Disney seems determined to adapt all of their animated classics into live action and so far the results are mixed.  Some have been excellent (Cinderella), some just okay (The Jungle Book), and others have been outright terrible (Maleficent).  But certainly the one that missed the mark the most was their 2010 adaptation of Alice in Wonderland, directed by Tim Burton.  The film was a mess of tone and characterizations that felt nowhere close to the spirit of the animated classic, or even the original Lewis Carroll novel.  So, why is it getting a sequel?  Oh yeah, it made over a billion dollars worldwide, despite the poor reviews surrounding it.  Even still, this follow up doesn’t indicate to me a step in the right direction.  Instead it just looks like more of the same things that made the original so disappointing; overused CGI, an unnecessary grim tone, a poorly written script, Johnny Depp doing another weird hammy performance, and a severe lack of insight into what the story is actually about.  The only thing I did like from the original was Helena Bonham Carter as the Red Queen, and I’m glad to see her return here.  Also, Tim Burton is sitting this one out, with The Muppet Movie (2011) director James Bobin taking his place, which could be helpful.  But, even still, there’s not much hope I see here, even with the addition of Sasha Baron Cohen to the cast, who might be in a ham acting duel with Johnny Depp for most of the movie.
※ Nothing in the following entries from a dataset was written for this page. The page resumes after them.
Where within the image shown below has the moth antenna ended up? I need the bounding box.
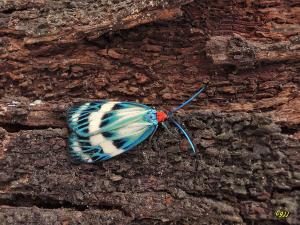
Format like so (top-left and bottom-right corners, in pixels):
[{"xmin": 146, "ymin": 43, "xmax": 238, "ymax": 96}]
[
  {"xmin": 169, "ymin": 117, "xmax": 196, "ymax": 154},
  {"xmin": 168, "ymin": 84, "xmax": 206, "ymax": 115}
]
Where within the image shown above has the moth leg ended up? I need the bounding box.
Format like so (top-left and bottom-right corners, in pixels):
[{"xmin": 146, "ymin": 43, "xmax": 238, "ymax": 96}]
[
  {"xmin": 161, "ymin": 122, "xmax": 179, "ymax": 138},
  {"xmin": 148, "ymin": 127, "xmax": 157, "ymax": 151}
]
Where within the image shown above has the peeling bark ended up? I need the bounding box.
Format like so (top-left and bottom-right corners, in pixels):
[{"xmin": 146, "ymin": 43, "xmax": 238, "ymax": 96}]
[{"xmin": 0, "ymin": 0, "xmax": 300, "ymax": 225}]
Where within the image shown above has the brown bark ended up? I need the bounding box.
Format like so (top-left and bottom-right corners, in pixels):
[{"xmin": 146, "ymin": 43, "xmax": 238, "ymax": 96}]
[{"xmin": 0, "ymin": 0, "xmax": 300, "ymax": 224}]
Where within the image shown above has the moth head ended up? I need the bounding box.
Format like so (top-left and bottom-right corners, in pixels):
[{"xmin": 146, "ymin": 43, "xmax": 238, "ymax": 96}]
[{"xmin": 156, "ymin": 111, "xmax": 168, "ymax": 122}]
So, there are my predictions for this summer season.  Hopefully, there will be a lot to praise this year, and nothing to overall complain about.  Certainly, the over reliance on sequels during this time of year is discouraging, but when the franchises still enough mojo left in them to be worthwhile (like Captain America and X-Men), I really can’t complain.  This is still the time of year for Hollywood to flex it’s muscles, and given the already stellar start that 2016 has seen, it will be interesting to see if this summer can continue the trend.  It’s really fascinating to see the way that audiences go to the movies now, where these seasons don’t really matter as much like they used to.  A blockbuster can now find it’s audience in the dead of winter, like Deadpool managed to earlier this year.  At some point, we’ll be seeing an opening weekend north of $100 million in every month of the year at this rate.  Even still, the Summer Movie Season has it’s own special draw and hopefully we’ll have a standout on this year.  I’ll certainly be getting my fair share of entertainment as I try my best to review as many of these big releases over the next few months.  But, then again, it’s the thing that never changes for me at the movies whether I’m writing about it or not.  I hope you all find worthwhile entertainment at the movies this summer too and that this guide was helpful overall.